Further, since part of the secondary faults may be caused by different factors, the present embodiment further includes the following steps:

step S114: analyzing the secondary fault to obtain a tertiary fault causing the secondary fault;

and respectively carrying out failure analysis on all secondary faults to obtain secondary faults of which the parts can be decomposed into three levels: the code reading failure A19 can be decomposed into an RFID failure A17 and a barcode label failure A18.

Step S115: and establishing a logic relation between the third-level fault and the second-level fault.

And establishing a logic relation between the primary fault and the secondary fault according to the causal relation between the occurrence of the tertiary fault and the secondary fault.
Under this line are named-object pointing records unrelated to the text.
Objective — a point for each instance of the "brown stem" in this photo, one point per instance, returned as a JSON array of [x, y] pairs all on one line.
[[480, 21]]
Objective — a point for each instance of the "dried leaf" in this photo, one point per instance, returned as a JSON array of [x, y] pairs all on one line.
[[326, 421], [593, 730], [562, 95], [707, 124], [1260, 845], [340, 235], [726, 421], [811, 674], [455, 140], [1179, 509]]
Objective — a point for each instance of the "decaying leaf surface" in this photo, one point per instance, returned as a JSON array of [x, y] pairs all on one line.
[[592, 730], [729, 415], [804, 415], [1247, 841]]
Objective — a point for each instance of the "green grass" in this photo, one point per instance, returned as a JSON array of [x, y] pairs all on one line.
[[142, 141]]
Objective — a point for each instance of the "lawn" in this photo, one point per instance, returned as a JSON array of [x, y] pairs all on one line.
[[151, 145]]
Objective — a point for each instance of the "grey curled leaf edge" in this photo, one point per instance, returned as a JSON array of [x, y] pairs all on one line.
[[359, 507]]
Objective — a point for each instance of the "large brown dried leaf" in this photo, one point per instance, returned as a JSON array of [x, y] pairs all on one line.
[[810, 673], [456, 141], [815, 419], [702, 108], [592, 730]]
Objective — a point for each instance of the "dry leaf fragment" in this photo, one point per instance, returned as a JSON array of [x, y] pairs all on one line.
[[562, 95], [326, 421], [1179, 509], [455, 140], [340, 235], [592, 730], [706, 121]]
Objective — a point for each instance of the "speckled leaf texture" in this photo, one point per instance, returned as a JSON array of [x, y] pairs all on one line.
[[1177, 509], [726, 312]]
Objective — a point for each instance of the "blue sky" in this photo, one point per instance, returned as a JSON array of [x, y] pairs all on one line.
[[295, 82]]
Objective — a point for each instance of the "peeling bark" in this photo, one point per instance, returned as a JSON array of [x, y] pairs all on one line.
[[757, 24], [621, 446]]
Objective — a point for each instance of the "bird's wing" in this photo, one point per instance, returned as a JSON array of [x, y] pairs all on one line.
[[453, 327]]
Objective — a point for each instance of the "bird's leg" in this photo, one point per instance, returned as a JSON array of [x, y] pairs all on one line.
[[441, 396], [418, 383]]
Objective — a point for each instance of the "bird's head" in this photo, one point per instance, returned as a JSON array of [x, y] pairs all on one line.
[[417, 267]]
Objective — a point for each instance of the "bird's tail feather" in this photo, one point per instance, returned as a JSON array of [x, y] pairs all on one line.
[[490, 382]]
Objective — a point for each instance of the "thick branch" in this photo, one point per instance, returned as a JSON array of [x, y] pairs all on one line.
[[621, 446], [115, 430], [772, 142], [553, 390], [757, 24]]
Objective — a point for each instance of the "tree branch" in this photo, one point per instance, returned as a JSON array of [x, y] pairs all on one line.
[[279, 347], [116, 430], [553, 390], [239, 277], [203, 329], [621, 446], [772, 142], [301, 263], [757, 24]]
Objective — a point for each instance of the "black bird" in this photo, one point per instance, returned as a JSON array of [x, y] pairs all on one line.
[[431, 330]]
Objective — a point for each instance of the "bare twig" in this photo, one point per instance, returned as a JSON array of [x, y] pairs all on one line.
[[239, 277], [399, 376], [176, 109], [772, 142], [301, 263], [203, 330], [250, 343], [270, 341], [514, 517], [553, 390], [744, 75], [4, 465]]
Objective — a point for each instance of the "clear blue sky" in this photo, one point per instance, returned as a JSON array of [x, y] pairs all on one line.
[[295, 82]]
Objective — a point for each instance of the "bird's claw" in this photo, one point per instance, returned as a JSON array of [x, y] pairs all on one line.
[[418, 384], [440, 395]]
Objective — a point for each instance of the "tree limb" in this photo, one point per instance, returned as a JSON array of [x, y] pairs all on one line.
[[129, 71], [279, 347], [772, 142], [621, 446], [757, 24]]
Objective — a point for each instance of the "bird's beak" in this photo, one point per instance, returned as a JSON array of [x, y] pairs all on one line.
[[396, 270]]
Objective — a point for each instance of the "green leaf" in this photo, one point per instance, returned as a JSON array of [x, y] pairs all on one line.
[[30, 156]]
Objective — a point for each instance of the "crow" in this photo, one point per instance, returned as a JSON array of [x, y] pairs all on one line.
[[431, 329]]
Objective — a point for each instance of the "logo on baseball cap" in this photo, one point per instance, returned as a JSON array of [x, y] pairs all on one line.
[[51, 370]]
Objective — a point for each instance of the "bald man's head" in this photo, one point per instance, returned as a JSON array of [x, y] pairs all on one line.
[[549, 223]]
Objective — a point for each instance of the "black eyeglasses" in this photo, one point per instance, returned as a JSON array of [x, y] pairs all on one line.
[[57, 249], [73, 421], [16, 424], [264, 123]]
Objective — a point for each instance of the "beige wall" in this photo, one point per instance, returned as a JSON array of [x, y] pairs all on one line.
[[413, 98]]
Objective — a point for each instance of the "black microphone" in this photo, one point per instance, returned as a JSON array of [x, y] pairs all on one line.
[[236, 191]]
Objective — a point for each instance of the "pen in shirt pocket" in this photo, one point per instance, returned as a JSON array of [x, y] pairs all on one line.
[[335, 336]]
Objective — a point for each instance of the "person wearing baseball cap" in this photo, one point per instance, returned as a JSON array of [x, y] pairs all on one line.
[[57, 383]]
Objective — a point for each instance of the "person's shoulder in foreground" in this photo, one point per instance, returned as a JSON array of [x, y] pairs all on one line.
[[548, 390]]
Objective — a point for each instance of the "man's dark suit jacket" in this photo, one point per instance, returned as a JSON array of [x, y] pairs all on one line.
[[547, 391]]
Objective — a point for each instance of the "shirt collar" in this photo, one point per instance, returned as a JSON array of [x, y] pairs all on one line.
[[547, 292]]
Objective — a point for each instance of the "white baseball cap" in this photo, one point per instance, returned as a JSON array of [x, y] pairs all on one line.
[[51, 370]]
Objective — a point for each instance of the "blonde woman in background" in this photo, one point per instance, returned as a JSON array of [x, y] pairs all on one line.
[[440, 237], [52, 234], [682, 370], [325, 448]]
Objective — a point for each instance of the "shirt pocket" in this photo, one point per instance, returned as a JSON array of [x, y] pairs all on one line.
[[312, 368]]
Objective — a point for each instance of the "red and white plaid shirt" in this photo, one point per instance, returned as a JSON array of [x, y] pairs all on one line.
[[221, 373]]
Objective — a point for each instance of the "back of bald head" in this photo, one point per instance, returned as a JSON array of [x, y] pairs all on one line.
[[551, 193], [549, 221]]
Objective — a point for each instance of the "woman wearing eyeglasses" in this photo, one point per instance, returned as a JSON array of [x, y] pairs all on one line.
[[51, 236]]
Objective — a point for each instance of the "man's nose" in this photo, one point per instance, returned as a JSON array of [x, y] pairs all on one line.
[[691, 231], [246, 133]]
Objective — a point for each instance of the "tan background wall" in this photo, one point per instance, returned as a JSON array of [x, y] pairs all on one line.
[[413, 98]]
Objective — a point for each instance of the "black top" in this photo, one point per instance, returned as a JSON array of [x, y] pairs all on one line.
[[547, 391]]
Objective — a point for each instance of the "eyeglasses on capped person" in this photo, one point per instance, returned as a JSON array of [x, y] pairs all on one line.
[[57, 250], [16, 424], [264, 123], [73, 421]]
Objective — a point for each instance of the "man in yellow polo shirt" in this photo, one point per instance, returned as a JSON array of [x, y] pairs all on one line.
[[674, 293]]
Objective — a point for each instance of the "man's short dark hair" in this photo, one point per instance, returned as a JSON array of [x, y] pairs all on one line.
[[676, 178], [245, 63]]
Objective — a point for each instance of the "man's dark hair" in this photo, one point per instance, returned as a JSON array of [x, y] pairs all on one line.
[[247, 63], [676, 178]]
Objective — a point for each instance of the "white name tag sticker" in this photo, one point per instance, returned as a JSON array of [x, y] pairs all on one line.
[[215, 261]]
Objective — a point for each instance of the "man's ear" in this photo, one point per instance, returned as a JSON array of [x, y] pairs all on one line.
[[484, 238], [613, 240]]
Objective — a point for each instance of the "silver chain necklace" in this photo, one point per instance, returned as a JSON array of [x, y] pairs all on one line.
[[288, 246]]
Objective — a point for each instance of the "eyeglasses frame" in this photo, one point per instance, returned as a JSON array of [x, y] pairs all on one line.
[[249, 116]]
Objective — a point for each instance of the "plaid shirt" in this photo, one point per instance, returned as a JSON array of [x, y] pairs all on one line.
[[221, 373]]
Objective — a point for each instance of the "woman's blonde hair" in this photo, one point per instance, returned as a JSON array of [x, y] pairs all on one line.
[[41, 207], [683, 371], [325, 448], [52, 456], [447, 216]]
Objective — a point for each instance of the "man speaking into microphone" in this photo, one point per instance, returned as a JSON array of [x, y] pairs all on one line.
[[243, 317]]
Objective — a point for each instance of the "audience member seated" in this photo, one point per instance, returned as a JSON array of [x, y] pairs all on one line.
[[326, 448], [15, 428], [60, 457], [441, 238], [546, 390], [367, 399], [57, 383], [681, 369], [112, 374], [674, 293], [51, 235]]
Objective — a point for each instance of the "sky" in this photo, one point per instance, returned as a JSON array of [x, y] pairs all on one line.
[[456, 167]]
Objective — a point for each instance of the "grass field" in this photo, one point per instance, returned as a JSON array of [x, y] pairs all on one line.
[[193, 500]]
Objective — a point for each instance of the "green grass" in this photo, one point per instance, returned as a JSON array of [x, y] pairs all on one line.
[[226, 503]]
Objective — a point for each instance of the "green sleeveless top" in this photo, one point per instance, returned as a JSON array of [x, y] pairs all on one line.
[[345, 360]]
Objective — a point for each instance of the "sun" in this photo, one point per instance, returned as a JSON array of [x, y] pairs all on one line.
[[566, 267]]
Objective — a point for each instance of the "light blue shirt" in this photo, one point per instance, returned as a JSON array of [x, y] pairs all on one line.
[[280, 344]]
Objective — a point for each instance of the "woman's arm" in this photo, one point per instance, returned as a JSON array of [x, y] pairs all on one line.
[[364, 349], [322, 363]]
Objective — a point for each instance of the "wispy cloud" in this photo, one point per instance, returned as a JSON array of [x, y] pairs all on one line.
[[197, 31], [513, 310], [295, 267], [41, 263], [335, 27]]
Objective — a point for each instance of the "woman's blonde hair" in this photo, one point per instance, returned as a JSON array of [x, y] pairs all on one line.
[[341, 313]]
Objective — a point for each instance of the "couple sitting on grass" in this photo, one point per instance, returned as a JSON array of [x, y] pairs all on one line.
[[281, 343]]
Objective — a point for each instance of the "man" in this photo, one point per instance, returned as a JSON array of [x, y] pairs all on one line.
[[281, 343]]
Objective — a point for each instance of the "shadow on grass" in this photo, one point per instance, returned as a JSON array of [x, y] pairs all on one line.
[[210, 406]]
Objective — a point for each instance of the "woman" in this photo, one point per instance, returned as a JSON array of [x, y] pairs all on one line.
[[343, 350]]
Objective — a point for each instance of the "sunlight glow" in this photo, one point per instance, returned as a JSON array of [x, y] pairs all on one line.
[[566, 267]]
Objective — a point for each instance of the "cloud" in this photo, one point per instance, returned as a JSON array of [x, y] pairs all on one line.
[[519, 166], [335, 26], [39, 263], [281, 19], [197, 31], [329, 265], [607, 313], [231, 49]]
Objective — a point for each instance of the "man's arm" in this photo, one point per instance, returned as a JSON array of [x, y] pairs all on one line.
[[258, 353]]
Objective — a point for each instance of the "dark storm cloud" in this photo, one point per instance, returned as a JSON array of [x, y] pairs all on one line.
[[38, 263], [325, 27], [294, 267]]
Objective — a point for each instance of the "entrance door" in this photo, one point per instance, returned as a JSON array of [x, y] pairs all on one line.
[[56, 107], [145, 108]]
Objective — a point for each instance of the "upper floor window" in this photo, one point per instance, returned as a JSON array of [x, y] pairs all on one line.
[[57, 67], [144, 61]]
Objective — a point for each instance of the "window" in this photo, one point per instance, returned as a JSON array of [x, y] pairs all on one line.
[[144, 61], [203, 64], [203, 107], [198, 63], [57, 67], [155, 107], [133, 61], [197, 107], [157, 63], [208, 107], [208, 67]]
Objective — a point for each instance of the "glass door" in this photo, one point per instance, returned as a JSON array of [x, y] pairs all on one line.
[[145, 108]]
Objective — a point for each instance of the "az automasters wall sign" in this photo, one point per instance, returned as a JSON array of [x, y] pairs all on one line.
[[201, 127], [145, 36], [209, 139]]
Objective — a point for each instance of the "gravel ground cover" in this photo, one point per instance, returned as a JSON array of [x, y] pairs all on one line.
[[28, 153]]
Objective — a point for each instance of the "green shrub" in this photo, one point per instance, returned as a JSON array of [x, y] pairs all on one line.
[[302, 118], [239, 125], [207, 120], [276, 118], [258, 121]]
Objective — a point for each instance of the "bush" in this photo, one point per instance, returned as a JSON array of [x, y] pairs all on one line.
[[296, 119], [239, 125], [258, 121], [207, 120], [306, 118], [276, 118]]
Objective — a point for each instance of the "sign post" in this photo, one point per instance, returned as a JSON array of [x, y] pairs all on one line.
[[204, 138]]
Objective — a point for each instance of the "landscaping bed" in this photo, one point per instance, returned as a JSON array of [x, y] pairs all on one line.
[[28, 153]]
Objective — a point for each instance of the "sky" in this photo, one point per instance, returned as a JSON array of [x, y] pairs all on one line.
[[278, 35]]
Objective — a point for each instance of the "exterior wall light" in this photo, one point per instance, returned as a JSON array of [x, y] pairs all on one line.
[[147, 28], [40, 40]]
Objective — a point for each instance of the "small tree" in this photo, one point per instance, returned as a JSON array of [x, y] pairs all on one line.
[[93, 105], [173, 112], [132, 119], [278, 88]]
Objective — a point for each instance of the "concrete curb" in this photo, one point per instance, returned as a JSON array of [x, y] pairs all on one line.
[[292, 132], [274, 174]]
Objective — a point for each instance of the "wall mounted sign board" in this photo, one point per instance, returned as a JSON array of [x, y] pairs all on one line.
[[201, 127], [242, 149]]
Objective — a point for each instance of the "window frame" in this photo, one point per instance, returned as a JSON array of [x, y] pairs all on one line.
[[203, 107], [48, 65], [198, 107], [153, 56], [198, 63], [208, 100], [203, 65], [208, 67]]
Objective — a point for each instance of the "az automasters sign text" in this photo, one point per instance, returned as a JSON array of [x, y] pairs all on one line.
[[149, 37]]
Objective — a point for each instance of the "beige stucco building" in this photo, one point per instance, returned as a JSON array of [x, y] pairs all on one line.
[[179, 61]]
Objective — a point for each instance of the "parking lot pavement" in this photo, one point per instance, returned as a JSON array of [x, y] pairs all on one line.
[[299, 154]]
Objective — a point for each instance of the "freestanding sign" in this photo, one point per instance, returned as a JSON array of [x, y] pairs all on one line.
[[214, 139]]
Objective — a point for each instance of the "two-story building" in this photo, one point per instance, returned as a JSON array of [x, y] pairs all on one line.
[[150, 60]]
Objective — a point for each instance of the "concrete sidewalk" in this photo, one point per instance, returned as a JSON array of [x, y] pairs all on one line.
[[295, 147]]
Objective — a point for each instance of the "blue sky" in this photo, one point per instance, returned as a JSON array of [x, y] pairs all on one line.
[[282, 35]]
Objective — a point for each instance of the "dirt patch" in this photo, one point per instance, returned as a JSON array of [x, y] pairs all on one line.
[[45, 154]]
In this embodiment, only RFID failure a17 and barcode tag failure a18 occurred, resulting in: code reading failure A19 occurs, and as long as at least one of RFID failure A17 and barcode label failure A18 does not occur, code reading failure A19 does not occur, so that the AND gate relations among code reading failure A19, RFID failure A17 and code reading failure A19 can be obtained.

It should be noted that, although the sequence of first establishing a primary fault, then correspondingly establishing a secondary fault, and finally establishing a tertiary fault is adopted when establishing the fault tree in the embodiment, other implementation manners are also possible in the embodiment, for example, first establishing a primary fault, performing failure analysis on one of the primary faults, establishing a secondary fault, and then establishing a tertiary fault; and then, performing failure analysis on the next primary fault, establishing a secondary fault, establishing a tertiary fault, and so on until all the primary faults are subjected to failure analysis to obtain the corresponding secondary fault or the corresponding tertiary fault. In addition, in the present embodiment, the failure T of the automatic energy metering system is decomposed into the first-level fault, the second-level fault, and the third-level fault, but is not limited to this division manner, and according to the actual situation of the automatic energy metering system, the failure T of the automatic energy metering system may need to be further decomposed into the fourth-level fault or the more-level faults, or only needs to be decomposed into the second-level faults, as long as the failure T is decomposed in a manner similar to that of the present embodiment, all of which belong to the protection scope of the present application.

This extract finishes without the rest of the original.